Previous studies suggest that there is a mild-to-moderate association between motor symptom severity (e.g., Unified Parkinson’s Disease Rating Scale motor examination score(MDS-UPDRS)-III) in the ON state and daily-living physical activity [10,11,12]. At the same time, the understanding of how other different features of the MDS-UPDRS are associated with daily-living physical activity in PD is still lacking. For instance, patient perspectives (self-report) of the impact of non-motor and motor symptoms on daily living experiences could be expected to be associated with objectively measured, sensor-based assessment of daily-living physical activity. Indeed, the MDS-UPDRS Part II has been suggested to be an indicator of disability [13], and increasingly, regulatory agencies are underscoring the importance of the perspective of the patient. However, it is not yet clear if and how self-report estimates of physical activity reflect objective, sensor-based assessment. We aimed to shed light on this question by comparing self-report to objectively measured physical activity among individuals with PD. Further, one could suggest that patients who spend much of their time in the off-medication state (more severe motor complications, as reflected in the MDS-UPDRS Part IV) would have lower daily-living physical activity levels.
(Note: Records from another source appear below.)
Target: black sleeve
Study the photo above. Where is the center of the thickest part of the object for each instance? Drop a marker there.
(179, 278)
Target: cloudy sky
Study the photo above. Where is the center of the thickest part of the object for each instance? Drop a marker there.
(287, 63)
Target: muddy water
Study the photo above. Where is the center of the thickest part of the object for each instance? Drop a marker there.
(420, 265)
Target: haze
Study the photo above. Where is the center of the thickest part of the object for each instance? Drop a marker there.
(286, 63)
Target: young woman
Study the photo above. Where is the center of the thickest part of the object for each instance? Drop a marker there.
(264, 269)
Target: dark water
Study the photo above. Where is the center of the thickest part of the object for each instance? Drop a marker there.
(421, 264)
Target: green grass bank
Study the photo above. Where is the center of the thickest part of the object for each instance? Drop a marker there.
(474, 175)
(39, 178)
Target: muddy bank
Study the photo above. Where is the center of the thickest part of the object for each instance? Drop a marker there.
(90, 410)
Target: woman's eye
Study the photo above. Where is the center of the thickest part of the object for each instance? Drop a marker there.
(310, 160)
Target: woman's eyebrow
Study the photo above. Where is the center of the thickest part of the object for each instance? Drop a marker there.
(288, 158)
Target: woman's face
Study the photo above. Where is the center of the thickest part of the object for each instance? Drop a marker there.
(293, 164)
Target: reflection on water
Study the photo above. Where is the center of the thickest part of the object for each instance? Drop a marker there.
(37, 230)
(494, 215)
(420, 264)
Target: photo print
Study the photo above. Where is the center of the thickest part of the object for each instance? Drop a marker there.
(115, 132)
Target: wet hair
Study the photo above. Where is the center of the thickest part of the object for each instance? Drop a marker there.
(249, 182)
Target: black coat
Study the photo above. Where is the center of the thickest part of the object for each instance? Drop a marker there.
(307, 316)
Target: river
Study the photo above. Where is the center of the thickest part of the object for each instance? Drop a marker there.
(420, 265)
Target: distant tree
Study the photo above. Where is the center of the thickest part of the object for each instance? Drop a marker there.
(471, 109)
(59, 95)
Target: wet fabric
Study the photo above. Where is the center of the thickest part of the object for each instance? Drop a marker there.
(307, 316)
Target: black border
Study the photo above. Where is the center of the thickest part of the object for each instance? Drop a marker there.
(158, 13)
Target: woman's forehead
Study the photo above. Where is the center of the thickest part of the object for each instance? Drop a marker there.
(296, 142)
Scores on the MDS-UPDRS Part III and Part IV have been correlated with acceleration measured under free-living conditions [11,12]. In addition, an association between motor fluctuations (self-reported) and time spent walking during the day was established; however, the severity of fluctuations was not associated with the amount of change in time spent walking in relation to levodopa intake in any part of the day [9,11,12]. We conjectured that motor fluctuation severity (MDS-UPDRS Part IV) would be, in a way, related to an objective measure of total daily-living physical activity during the day in individuals of both motor subtypes. Moreover, we speculated that in the PIGD subtype who have more severe changes in mobility, this association would be stronger.
To gain additional insight into daily-living physical activity among patients with the common motor subtypes of PD, we tested the following hypotheses: (1) Sensor-based assessment of total daily-living physical activity is lower in subjects with the PIGD motor subtype, compared to those with the TD subtype and compared to healthy controls (HC); (2) disease severity in the ON-medication state is associated with daily-living physical activity, and more than the association in the OFF-medication state, and (3) higher self-reported difficulty of non-motor and motor experiences of daily living (i.e., MDS-UPDRS Parts I, II and IV) are related to lower levels of daily physical activity. To our surprise, the results below are only consistent with a subset of these hypotheses.

2. Materials and Methods

2.1. Study Design and Setting

This cross-sectional study was undertaken in the Center for the study of Movement, Cognition, and Mobility (CMCM) at the Tel Aviv Sourasky Medical Center, Tel Aviv, Israel.

2.2. Participants

The study was approved by the Tel Aviv Medical Center Ethics Committee (0595-09-TLV; TLV-0674-15, NIH: NCT01039831). All subjects provided informed written consent for the study according to the Declaration of Helsinki.
This work is based on the secondary analysis of data that was originally collected to examine the association between white matter hyperintensities and PD motor subtypes [14]. A full description of participant recruitment and demographics was reported elsewhere [6]. Briefly, patients with PD between the age of 40 and 80 years and with disease severity of stage I–IV on the Hoehn and Yahr scale were included. Patients were excluded if they were demented, based on the DSM-IV criteria and Mini Mental State Exam (MMSE) scores, or if they underwent brain surgery. Subjects were also excluded if they had significant co-morbidities likely to affect gait, e.g., acute illness, orthopedic disease, history of stroke, or if they could not walk independently in the off medication cycle. For the comparison of the daily living physical activity among PD subtypes and healthy adults, we included data from a healthy control (HC) group. The HC underwent gait-lab and daily-living evaluation between September 2017 and December 2019 as part of a study designed to examine the association of motor, behavioral, psycho-cognitive, and other factors with total daily-living physical activity in HC and PD patients. Briefly, HC participants were between the ages of 60 and 85 years without any neurological, neuropsychiatric, orthopedic diagnosis, dementia, or major depression.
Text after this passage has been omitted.